Agustín se refiere a san Pablo, quien dice de sí mismo que vive lanzado hacia lo que está por delante (cf. Flp 3,13). Después usa una imagen muy bella para describir este proceso de ensanchamiento y preparación del corazón humano. “Imagínate que Dios quiere llenarte de miel [símbolo de la ternura y la bondad de Dios]; pero si estás lleno de vinagre, ¿dónde pondrás la miel?”. El vaso, es decir el corazón, tiene que ser antes ensanchado y luego purificado, liberado del vinagre y de su sabor. Eso requiere esfuerzo y es doloroso, pero sólo así se logra la capacitación para lo que estamos destinados [26].

Aunque Agustín habla directamente sólo de la receptividad para con Dios, se ve claramente que con este esfuerzo por liberarse del vinagre y de su sabor, el hombre no sólo se hace libre para Dios, sino que se abre también a los demás. En efecto, sólo convirtiéndonos en hijos de Dios podemos estar con nuestro Padre común. Rezar no significa salir de la historia y retirarse en el rincón privado de la propia felicidad. El modo apropiado de orar es un proceso de purificación interior que nos abre hacia Dios y, precisamente por eso, también a los demás. En la oración, tenemos que aprender qué es lo que verdaderamente podemos pedirle a Dios—lo que es digno de Dios.

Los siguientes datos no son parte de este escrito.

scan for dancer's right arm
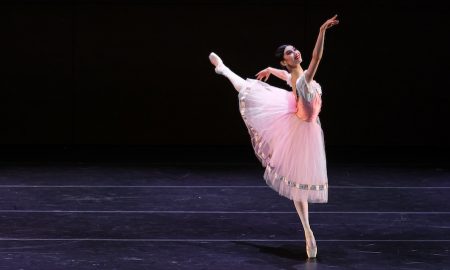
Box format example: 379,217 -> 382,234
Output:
256,67 -> 289,81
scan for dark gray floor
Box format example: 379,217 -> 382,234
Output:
0,162 -> 450,270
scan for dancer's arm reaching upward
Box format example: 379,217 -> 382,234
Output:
305,15 -> 339,83
256,67 -> 289,81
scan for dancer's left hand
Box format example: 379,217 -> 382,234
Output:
320,14 -> 339,31
255,67 -> 271,82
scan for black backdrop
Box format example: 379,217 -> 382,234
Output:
0,0 -> 450,149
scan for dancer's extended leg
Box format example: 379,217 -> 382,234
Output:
209,53 -> 246,92
294,201 -> 317,258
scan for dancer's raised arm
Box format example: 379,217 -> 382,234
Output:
256,67 -> 289,81
305,15 -> 339,83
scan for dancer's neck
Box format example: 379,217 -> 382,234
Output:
287,65 -> 303,77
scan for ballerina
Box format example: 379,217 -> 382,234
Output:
209,15 -> 339,258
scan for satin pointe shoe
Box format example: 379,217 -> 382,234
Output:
209,52 -> 225,75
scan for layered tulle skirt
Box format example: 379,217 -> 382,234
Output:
239,79 -> 328,203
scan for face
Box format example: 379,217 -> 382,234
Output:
283,45 -> 302,67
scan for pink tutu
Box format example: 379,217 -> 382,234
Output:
239,78 -> 328,203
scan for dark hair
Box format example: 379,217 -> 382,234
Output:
275,45 -> 288,62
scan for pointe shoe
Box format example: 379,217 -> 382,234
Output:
209,52 -> 225,75
306,233 -> 317,258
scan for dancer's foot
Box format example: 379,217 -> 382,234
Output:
209,52 -> 225,74
305,231 -> 317,258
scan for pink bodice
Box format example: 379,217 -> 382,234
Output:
296,89 -> 322,122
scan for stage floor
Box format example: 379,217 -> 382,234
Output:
0,161 -> 450,270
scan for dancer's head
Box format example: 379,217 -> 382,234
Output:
275,45 -> 302,70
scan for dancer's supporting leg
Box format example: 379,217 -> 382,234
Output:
209,53 -> 246,92
294,200 -> 317,258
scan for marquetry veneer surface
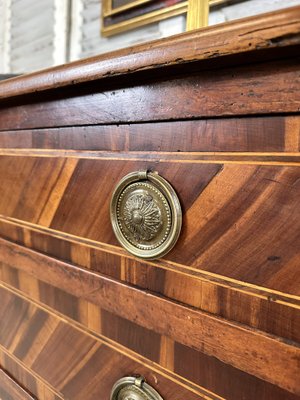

Tenemos que aprender que no podemos rezar contra el otro. Debemos aprender que no podemos pedir cosas superficiales y banales que deseamos en ese momento—la pequeña esperanza equivocada que nos aleja de Dios. Tenemos que purificar nuestros deseos y esperanzas. Debemos librarnos de las mentiras ocultas con que nos engañamos a nosotros mismos. Dios las escruta, y la confrontación con Dios obliga al hombre a reconocerlas también. “¿Quién conoce sus faltas? Absuélveme de lo que se me oculta”, ruega el salmista (Sal 19,12 [18,13]). 

No reconocer la culpa, la ilusión de inocencia, no me justifica ni me salva, porque la ofuscación de la conciencia, la incapacidad de reconocer en mí el mal como tal, es culpa mía. Si Dios no existe, entonces quizás tengo que refugiarme en estas mentiras, porque no hay nadie que pueda perdonarme, nadie que sea el verdadero criterio. En cambio, el encuentro con Dios despierta mi conciencia para que ésta ya no me ofrezca más una auto justificación ni sea un simple reflejo de mí mismo y de los contemporáneos que conforman mi pensamiento, sino que se transforme en capacidad para escuchar el Bien mismo.

(Una selección de la Carta Encíclica del Papa Benedicto XVI Spe Salvi, Sobre la Esperanza Cristiana, #33).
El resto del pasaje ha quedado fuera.